Additionally, the university offered multiple educational sessions for its coaches and staff about the vaccine to decide to vax easier.


However, in mid-August, Rolovich said he would comply with the vaccine mandate. He later reversed and applied for a religious exemption, but the request was denied. By Monday afternoon, he left immediately without addressing his team.

Still, players stood up for Rolovich as the season progressed.

Rolovich’s last post was at the University of Hawaii two years ago. He led Washington State to a 1-3 record in the Pac-12 in the shortened 2020 pandemic season. Rolovich finishes his Washington State career with a 5-6 record.

Now 4-3 this season, Washington State has won its past three games. The team had a 34-31 win over Stanford last Saturday.

NCAA Strong

The NCAA and state mandates have helped keep collegiate sports alive during this phase of the pandemic.

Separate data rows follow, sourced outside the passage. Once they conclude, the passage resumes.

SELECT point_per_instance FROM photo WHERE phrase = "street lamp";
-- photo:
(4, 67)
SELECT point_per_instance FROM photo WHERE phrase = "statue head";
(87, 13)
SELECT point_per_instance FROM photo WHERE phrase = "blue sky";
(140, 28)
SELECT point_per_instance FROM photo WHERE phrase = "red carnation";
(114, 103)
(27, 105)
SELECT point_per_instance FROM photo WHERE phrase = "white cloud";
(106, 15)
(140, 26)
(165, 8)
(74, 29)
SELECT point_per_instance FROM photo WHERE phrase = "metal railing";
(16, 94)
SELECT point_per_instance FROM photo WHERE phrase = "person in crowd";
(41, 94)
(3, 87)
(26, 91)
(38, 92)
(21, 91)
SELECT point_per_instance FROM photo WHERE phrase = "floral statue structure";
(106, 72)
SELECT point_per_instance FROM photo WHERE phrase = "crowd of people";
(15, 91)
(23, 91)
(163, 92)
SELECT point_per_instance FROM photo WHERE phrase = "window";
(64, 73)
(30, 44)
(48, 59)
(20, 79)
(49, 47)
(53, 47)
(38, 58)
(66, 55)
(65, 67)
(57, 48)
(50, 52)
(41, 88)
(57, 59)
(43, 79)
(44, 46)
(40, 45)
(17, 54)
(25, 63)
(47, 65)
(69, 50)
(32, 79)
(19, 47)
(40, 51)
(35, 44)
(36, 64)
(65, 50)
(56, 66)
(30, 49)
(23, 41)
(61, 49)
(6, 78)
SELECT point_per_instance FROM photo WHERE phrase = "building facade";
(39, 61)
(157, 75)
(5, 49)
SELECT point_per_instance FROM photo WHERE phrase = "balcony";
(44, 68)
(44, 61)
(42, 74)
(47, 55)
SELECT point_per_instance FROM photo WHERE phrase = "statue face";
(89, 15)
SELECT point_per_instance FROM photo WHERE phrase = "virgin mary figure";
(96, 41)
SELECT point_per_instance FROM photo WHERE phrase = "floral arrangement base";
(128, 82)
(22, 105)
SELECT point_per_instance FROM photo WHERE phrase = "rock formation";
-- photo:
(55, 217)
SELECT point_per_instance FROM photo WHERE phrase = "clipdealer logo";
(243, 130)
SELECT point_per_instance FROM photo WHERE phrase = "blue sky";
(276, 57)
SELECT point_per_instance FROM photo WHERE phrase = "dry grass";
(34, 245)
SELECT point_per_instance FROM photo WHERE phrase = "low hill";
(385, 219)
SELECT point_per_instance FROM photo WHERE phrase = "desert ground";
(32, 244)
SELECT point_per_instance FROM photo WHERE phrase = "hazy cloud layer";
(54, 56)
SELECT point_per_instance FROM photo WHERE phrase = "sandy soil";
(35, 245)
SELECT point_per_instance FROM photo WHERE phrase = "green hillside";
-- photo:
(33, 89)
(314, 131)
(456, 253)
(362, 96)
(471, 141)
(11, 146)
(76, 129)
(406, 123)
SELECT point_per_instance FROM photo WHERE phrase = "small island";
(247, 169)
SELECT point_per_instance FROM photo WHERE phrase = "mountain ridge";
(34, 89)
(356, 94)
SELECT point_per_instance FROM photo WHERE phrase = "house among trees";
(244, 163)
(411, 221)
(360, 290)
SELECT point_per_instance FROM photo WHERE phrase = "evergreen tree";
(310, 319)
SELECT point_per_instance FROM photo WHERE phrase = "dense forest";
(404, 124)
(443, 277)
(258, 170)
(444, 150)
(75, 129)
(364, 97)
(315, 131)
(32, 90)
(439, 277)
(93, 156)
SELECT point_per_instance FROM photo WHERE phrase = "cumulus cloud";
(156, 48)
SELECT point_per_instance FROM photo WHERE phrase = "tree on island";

Last season, COVID-19 cases paralyzed significant college football programs, and games had to be postponed and canceled weekly.

In August, the NCAA released guidance for fall training and competition amid the COVID-19 pandemic. The 2021 Fall Training and Competition document included testing, quarantine, isolation and other athletic and non-athletic activity considerations for unvaccinated and fully vaccinated Tier 1 individuals.

Tier 1 individuals are those with the highest exposure: student-athletes, coaches, athletic trainers, physical therapists, medical staff, equipment staff and officials.

“Current vaccination rates remain inadequate to provide community-level immunity,” NCAA Chief Medical Officer Brian Hainline said. “It is essential that member schools work in concert with federal, state and local public health officials to develop COVID-19 prevention and management strategies that make sense for them.”

No NCAA games have needed to be rescheduled because of a coronavirus outbreak.